Designed with behaviour in mind
The creative force behind the experience is chef and “food theatre” artist Mette Martinussen. “Our diet, everything we eat and drink and throw away, accounts for 18% of total CO2 emissions,” Martinussen told 5. “So we, as consumers, can make a big difference if we give some thought to that. The challenge was, how can we get across the complexity of what it means to try to be a more sustainable consumer? How can we create a sensory experience that sticks with people, and that they might remember better than something they just read on a poster?”

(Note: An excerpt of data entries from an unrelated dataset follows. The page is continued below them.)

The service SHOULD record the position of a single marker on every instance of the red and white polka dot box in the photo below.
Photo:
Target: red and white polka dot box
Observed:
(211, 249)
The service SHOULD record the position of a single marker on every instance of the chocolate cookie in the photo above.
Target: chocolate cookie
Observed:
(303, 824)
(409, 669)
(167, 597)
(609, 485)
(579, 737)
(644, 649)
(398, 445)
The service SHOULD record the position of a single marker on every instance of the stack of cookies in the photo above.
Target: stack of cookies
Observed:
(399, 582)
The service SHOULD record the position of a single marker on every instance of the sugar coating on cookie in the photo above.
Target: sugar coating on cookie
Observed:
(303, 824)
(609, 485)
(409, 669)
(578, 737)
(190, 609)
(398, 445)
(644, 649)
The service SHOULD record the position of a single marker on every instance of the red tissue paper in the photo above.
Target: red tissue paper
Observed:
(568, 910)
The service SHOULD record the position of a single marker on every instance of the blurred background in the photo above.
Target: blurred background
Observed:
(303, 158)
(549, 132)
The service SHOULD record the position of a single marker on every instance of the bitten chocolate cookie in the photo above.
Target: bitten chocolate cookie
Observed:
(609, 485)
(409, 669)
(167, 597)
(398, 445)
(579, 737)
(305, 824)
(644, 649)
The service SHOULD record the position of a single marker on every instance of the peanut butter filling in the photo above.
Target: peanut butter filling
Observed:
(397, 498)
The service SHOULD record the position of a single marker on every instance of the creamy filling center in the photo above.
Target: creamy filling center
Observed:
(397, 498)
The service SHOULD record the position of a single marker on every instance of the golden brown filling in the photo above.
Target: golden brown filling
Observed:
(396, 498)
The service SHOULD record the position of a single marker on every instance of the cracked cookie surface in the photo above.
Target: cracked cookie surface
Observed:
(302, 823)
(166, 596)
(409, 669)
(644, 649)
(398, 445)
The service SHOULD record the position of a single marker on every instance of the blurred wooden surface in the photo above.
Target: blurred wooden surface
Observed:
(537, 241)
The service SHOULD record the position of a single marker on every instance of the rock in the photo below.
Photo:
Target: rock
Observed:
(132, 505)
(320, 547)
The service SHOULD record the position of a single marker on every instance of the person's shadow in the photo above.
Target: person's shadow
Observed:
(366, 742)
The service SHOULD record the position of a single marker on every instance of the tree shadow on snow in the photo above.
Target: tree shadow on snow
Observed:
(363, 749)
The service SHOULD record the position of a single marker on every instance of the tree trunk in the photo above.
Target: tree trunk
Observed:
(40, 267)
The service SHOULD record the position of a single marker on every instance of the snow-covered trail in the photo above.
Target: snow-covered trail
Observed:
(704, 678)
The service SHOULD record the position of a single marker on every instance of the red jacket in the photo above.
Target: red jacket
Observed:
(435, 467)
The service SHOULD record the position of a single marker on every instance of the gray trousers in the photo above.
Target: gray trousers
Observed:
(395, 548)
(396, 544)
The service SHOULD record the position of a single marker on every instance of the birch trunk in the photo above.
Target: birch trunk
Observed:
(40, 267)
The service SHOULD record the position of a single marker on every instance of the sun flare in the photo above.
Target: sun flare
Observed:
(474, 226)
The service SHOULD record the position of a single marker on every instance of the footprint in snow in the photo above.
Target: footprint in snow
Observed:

It’s not necessarily about telling people something they don’t know, she says, but about bringing it to life. It’s the difference between knowing a cow needs a lot of food, and seeing it with your own eyes. “Many people said to me, and to the actress in the room, that that had a real impact on them,” said Martinussen.
Karin Gottlieb, who designed the festival’s two other experiences with the help of a number of behavioural scientists, agrees. “It can get quite didactic,” she says, “but the trick is to make it an immersive experience that talks to the senses rather than the mind”.
“The challenge is to create a sensory experience that people might remember better than something they read on a poster”
At the transport experience, that means steering remote-controlled race cars up a miniature ramp, and outside, having a go as a rider or passenger in a cargo bike. In the home experience, people take turns aiming a light at a poster of the sun in a game about solar power before piecing together a giant puzzle filled with sustainable insulation alternatives to form the shape of a house. “These are activities that easily engage us, while live hosts introduce the topics we’re trying to address, asking questions that spark a conversation,” says Gottlieb. The idea is not to overburden people with knowledge, she stresses. The aim instead is “to use symbolic actions and conversations about different opinions to help people bring the possibilities of life-changing habits home with them”. Change takes time, she emphasises. “You need to attract people, make a strong before, during and after experience. You need to get people’s attention and engage them.”
Visitors exit the transport experience – how else – by sliding down a slide. Outside, the afternoon is drawing to a close but people are still piling into the cargo bikes, taking them for a spin on a short grassy track. There’s lot’s of shared laughter, especially when entire vehicles, complete with kids and pets, go careening off in unexpected directions. Such scenes are proof of something we tend to forget: change can be fun.